Hello everyone,

I am new to gpu programming and I am more theoretician than programmer, so please apologize for any obvious mistakes!

**Summary of my problem:**

I want to build on the GPU a table through a recursive function.

The construction of this table is done as it should be from 1 to 4 threads. From 5 threads it no longer works.

**The problem a little more in detail:**

I have a simple structure

```
struct T_Objects
{
int index;
int type;
int distance;
int shift;
int index_projection;
int num_subset;
int num_slice;
};
```

and a GPU function that calls for a recursive function `DFS_normalization_osem`

a number of times

```
__global__ void kernel(a lot of parameters)
{
int num_subset;
memset(normalization_voxels, 0, sizeof(float) * (*NB_VOXELS) * (*nb_OS));
for (num_subset = 0; num_subset < (*nb_OS); num_subset++)
{
(*subset).num_subset = num_subset;
(*subset).type = 0;
(*subset).num_slice = threadIdx.x;
DFS_normalization_osem(a lot of parameters);
}
}
```

The ultimate goal of this recursive function is to build a table, namely `normalisation_voxels`

.

The function is a kind of Depth First Search for a graph : for each object `subset`

of the type `T_Objects`

, I look at the type of the object (`(*subset).type`

), I retrieve information, I recall the function and this until `normalization_voxels`

is completed.

```
__device__ void DFS_normalization_osem(T_Objects* vertex, float* matrix_relevance, int* U, int* S, float* lsf, int* os_tab, int nb_OS, float* normalization_detectors, float* attenuation, float* normalisation_voxels)
{
int i;
float* proba_detector;
float* val_norm_detector;
float attenuation_value;
switch ((*vertex).type)
{
case 1:
for (i = 0; i < 168 * 168; i++)
{
if (matrix_relevance[i])
{
(*vertex).index = i;
(*vertex).distance = U[i + (*vertex).index_projection * 168 * 168];
(*vertex).shift = S[i + (*vertex).index_projection * 168 * 168];
(*vertex).type = 2;
DFS_normalization_osem(vertex, matrix_relevance, U, S, lsf, os_tab, nb_OS, normalization_detectors, attenuation, normalisation_voxels);
}
}
break;
case 2:
for (i = 0; i < NB_DETECTEURS; i++)
{
proba_detector = &lsf[(*vertex).distance * 3 * NB_DETECTEURS + (*vertex).shift + i];
val_norm_detector = &normalization_detectors[(*vertex).index_projection * NB_DETECTEURS + i];
attenuation_value = attenuation[((*vertex).num_slice)* NB_PROJECTIONS * NB_DETECTEURS + (*vertex).index_projection * NB_DETECTEURS+ i];
if ((*proba_detector))
{
normalisation_voxels[(*vertex).num_slice * nb_OS * 168 * 168 +(*vertex).index + (*vertex).num_subset * 168 * 168 ] += ((*proba_detector) / (*val_norm_detector)) / (attenuation_value);
}
}
break;
case 0:
for (i = 0; i < NB_PROJECTIONS / nb_OS; i++)
{
(*vertex).index_projection = os_tab[(*vertex).num_subset * NB_PROJECTIONS / nb_OS + i];
(*vertex).type = 1;
DFS_normalization_osem(vertex, matrix_relevance, U, S, lsf, os_tab, nb_OS, normalization_detectors, attenuation, normalisation_voxels);
}
break;
}
}
```

If `((*subset).type)`

is 0 or 1 I only recover information from the different elements given as input to the recursive function (table `U`

, `S`

, `lsf`

…). It is when `((*subset).type)`

is 2 that our table `normalization_voxels`

is constructed with the help of the previous gathered informations.

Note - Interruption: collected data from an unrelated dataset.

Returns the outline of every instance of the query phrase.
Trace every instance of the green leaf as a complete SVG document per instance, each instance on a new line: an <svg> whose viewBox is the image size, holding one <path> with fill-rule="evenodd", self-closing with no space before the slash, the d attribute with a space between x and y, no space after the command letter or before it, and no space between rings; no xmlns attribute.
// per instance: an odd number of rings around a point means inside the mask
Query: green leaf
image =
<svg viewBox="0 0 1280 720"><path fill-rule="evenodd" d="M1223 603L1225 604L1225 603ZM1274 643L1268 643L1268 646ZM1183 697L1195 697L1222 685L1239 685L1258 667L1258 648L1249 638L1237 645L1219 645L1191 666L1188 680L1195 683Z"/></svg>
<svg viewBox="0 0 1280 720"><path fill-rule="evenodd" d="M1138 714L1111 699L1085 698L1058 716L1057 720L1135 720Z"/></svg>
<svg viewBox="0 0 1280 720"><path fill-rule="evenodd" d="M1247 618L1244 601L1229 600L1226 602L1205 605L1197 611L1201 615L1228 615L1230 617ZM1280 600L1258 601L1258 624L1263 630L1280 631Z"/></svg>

In the main function, I first called my function `__global__`

on a single thread. It runs very slowly (memory access problems?) but the tab `normalisation_voxels`

is built properly. If I run on 2, 3 or 4 threads it also works but on the other hand from 5 threads, in `__global__`

, the loop

```
for (num_subset = 0; num_subset < (*nb_OS); num_subset++)
{
(*subset).num_subset = num_subset;
(*subset).type = 0;
(*subset).num_slice = thread_slice;
DFS_normalization_osem(a lot of parameters);
}
```

is intertamed before going through all the `num_subset`

.

Would anyone have any idea where this problem might come from? I really don’t know much about it, can my GPU memory be overloaded?

Thank you a lot in advance for your help!